In terms of a Christian response, let me get a little aggressive here.  I do sometimes listen to or read secular advice-givers, because I am interested in expanding my understanding of the pain and loneliness in our country.  However, I think it is dangerous and very close to being wrong for a Christian to consistently heed the, “wisdom,” of a non-Christian adviser, even if that adviser seems to have a conservative philosophy (in other words, do NOT let Dr. Phil tell you how to live!).  It is submission to worldly wisdom rather than godly wisdom, and it subtly alters your morality from the joyful obedience of the Christian to the lazy humanism of the American public.

When you come to an important moral decision, will Christ guide your footsteps, or will Oprah whisper in your ear?  Will you worry more about your child receiving right guidance through discipline, or self-esteem through constant affirmation?  Will you confess sin, or share how your mother ruined your life?  Do your kids need a friend or a father?  Will you honor godly leaders or will you join a church that makes you feel more at home and less judged?

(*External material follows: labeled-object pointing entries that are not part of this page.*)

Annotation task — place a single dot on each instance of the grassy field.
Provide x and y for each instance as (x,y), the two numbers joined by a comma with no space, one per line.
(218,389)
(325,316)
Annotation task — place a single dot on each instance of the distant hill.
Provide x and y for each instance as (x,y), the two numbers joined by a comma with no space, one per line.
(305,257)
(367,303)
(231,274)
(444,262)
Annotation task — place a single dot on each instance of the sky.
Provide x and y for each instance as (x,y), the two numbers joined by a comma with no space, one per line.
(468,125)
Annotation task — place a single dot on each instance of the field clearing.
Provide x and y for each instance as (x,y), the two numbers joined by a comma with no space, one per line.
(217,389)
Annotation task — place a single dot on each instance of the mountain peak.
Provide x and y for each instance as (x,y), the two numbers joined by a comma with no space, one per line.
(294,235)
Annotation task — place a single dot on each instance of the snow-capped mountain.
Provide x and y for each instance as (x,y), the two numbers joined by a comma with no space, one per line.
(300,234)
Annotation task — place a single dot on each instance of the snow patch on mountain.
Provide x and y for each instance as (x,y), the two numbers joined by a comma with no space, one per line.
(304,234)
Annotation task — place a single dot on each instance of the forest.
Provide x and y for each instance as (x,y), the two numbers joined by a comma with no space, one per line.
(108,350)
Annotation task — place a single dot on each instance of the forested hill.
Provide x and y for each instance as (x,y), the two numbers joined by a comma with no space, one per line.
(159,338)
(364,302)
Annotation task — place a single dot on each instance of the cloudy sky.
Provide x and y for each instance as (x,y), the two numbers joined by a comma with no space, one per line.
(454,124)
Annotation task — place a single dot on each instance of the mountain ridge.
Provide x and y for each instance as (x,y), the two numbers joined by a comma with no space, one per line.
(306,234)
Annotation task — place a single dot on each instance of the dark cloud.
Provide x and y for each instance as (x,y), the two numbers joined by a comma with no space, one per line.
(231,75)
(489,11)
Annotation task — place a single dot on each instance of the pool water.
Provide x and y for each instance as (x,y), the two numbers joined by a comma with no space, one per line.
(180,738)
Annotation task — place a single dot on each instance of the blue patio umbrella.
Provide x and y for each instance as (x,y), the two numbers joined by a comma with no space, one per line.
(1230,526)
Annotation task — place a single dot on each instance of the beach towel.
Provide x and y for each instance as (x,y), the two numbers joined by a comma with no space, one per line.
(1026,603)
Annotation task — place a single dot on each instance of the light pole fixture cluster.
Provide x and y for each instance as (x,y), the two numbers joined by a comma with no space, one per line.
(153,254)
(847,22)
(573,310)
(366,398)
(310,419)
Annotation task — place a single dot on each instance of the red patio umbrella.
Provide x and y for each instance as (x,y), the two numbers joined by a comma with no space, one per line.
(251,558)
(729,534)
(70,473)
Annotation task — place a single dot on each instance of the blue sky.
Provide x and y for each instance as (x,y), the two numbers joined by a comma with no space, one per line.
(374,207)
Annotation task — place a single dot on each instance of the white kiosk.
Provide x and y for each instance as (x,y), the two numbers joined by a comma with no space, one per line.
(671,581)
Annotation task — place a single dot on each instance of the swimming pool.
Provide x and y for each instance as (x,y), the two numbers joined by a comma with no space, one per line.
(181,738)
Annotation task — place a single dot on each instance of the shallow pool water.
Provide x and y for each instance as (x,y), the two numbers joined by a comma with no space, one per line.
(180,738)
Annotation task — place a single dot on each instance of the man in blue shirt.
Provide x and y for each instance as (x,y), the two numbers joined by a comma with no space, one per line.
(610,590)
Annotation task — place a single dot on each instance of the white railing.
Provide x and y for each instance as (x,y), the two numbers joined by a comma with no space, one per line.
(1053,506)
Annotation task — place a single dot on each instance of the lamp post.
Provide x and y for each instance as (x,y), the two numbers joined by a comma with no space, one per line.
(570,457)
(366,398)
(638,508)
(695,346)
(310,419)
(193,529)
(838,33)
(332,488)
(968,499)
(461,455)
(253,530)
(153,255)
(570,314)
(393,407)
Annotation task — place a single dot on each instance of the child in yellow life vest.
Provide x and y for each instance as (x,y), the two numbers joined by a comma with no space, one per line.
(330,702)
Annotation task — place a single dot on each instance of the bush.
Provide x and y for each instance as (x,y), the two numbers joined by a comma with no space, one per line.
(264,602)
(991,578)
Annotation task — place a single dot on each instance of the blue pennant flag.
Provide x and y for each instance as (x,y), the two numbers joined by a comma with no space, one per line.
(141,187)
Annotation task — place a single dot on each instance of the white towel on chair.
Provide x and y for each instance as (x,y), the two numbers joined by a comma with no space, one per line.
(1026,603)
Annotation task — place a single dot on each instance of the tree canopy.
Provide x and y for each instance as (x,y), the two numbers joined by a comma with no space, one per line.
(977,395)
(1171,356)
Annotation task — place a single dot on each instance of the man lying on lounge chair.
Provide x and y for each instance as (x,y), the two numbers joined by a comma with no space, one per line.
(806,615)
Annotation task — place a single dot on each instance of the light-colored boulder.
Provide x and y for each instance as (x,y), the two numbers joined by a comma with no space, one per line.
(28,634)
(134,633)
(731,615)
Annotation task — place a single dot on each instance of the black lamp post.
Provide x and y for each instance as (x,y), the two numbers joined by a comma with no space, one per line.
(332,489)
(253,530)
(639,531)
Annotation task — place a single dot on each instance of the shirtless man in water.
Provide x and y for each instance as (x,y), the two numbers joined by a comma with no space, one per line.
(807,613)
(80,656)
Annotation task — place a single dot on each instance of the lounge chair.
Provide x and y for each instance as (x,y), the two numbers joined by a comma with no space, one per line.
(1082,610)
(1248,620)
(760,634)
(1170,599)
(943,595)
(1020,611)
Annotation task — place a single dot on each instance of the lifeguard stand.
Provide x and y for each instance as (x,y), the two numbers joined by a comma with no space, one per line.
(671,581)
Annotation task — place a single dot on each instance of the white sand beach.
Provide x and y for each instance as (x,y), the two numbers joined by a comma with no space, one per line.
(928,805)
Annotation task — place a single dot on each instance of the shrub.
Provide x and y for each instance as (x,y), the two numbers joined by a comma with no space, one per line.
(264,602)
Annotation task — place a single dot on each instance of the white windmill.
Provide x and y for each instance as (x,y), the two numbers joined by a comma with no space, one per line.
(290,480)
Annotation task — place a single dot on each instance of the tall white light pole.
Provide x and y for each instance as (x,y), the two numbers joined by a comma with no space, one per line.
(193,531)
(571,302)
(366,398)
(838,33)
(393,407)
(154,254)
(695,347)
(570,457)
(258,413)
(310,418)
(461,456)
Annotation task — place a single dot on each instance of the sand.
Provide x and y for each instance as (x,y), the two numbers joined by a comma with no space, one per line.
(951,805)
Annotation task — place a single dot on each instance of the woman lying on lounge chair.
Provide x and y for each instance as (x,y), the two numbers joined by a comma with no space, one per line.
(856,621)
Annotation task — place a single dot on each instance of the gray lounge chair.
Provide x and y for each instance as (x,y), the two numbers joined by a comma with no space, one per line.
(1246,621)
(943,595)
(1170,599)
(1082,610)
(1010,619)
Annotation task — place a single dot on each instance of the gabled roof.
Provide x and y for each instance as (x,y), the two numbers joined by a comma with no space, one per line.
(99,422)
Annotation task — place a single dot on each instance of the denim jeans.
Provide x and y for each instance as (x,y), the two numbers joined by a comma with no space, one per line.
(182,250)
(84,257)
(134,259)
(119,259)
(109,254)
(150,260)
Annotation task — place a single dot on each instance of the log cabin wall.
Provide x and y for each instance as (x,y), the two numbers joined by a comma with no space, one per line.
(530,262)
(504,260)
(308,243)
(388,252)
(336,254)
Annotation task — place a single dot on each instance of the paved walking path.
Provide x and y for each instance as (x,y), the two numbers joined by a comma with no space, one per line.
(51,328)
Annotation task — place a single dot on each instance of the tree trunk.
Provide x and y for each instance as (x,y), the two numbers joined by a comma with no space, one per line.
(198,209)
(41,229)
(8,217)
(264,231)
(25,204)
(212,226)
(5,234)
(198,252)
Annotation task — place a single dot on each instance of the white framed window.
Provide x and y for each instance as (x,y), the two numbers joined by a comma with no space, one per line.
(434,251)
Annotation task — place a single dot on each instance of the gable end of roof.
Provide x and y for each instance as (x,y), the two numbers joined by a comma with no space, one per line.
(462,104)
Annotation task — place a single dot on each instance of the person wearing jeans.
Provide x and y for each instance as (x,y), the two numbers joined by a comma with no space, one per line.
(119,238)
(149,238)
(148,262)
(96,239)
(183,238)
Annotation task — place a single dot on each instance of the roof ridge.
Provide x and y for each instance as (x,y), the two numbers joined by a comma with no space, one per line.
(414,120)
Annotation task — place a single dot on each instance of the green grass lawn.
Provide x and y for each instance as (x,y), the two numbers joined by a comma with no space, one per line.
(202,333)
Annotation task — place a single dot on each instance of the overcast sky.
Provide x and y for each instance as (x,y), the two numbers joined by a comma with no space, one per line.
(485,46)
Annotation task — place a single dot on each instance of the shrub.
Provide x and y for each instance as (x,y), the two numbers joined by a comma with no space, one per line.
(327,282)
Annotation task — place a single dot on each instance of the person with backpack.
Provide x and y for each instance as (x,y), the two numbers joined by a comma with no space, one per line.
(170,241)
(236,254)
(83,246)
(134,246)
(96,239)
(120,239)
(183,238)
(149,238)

Christian, don’t listen to secular advisers in the area of morality.  Don’t hold them up as examples for your kids.  Don’t share their pseudo-psychology, however philosophically conservative, if it isn’t based on the truth of the Gospel.  Don’t treat those whose goals are different as though they are close allies.

We as Christians must reject false advisers if we desire to proclaim the separate uniqueness of a Gospel-centered worldview to a culture too lazy to know the difference.